Matsuda Dean K, Bharam Srino, White Brian J, Matsuda Nicole A, Safran Marc
1. DISC Sports and Spine Center, 13160 Mindanao Way, Suite 300, Marina del Rey, CA 90292, USA.
2. 130 E 77th St, New York, NY 10075, USA.
J Hip Preserv Surg. 2015 Jan 29;2(1):56-64. doi: 10.1093/jhps/hnv001. eCollection 2015 Jan.
The purpose of this study is to investigate the outcomes from anchor-induced chondral damage of the hip, both with and without frank chondral penetration. A multicenter retrospective case series was performed of patients with chondral deformation or penetration during initial hip arthroscopic surgery. Intra-operative findings, post-surgical clinical courses, hip outcome scores and descriptions of arthroscopic treatment in cases requiring revision surgery and anchor removal are reported. Five patients (three females) of mean age 32 years (range, 16-41 years) had documented anchor-induced chondral damage with mean 3.5 years (range, 1.5-6.0 years) follow-up. The 1 o'clock position (four cases) and anterior and mid-anterior portals (two cases each) were most commonly implicated. Two cases of anchor-induced acetabular chondral deformation without frank penetration had successful clinical and radiographic outcomes, while one case progressed from deformation to chondral penetration with clinical worsening. Of the cases that underwent revision hip arthroscopy, all three had confirmed exposed hard anchors which were removed. Two patients have had clinical improvement and one patient underwent early total hip arthroplasty. Anchor-induced chondral deformation without frank chondral penetration may be treated with close clinical and radiographic monitoring with a low threshold for revision surgery and anchor removal. Chondral penetration should be treated with immediate removal of offending hard anchor implants. Preventative measures include distal-based portals, small diameter and short anchors, removable hard anchors, soft suture-based anchors, curved drill and anchor insertion instrumentation and attention to safe trajectories while visualizing the acetabular articular surface.

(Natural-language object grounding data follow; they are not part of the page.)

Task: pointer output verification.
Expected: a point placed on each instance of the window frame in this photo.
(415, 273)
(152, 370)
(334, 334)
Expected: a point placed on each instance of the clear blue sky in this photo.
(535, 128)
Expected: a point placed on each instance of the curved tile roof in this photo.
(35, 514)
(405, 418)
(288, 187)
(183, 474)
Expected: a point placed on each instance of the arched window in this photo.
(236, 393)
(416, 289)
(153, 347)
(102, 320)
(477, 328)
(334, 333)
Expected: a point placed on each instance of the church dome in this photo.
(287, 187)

本研究的目的是调查髋部锚钉引起的软骨损伤的结果,包括有无明显软骨穿透的情况。对初次髋关节镜手术期间发生软骨变形或穿透的患者进行了一项多中心回顾性病例系列研究。报告了术中发现、术后临床病程、髋关节结局评分以及需要翻修手术和取出锚钉的病例的关节镜治疗描述。5例患者(3例女性),平均年龄32岁(范围16 - 41岁),记录有锚钉引起的软骨损伤,平均随访3.5年(范围1.5 - 6.0年)。最常涉及的部位是1点位置(4例)以及前侧和前中侧入路(各2例)。2例锚钉引起的髋臼软骨变形但无明显穿透的患者获得了成功的临床和影像学结果,而1例从变形发展为软骨穿透,临床症状恶化。在接受翻修髋关节镜检查的病例中,所有3例均证实有暴露的硬锚钉并予以取出。2例患者临床症状改善,1例患者早期接受了全髋关节置换术。对于锚钉引起的无明显软骨穿透的软骨变形,可通过密切的临床和影像学监测进行治疗,翻修手术和取出锚钉的阈值较低。软骨穿透应立即取出引起问题的硬锚钉植入物。预防措施包括基于远端的入路、小直径和短锚钉、可取出的硬锚钉、基于软缝线的锚钉、弯曲的钻头和锚钉插入器械,以及在可视化髋臼关节面时注意安全轨迹。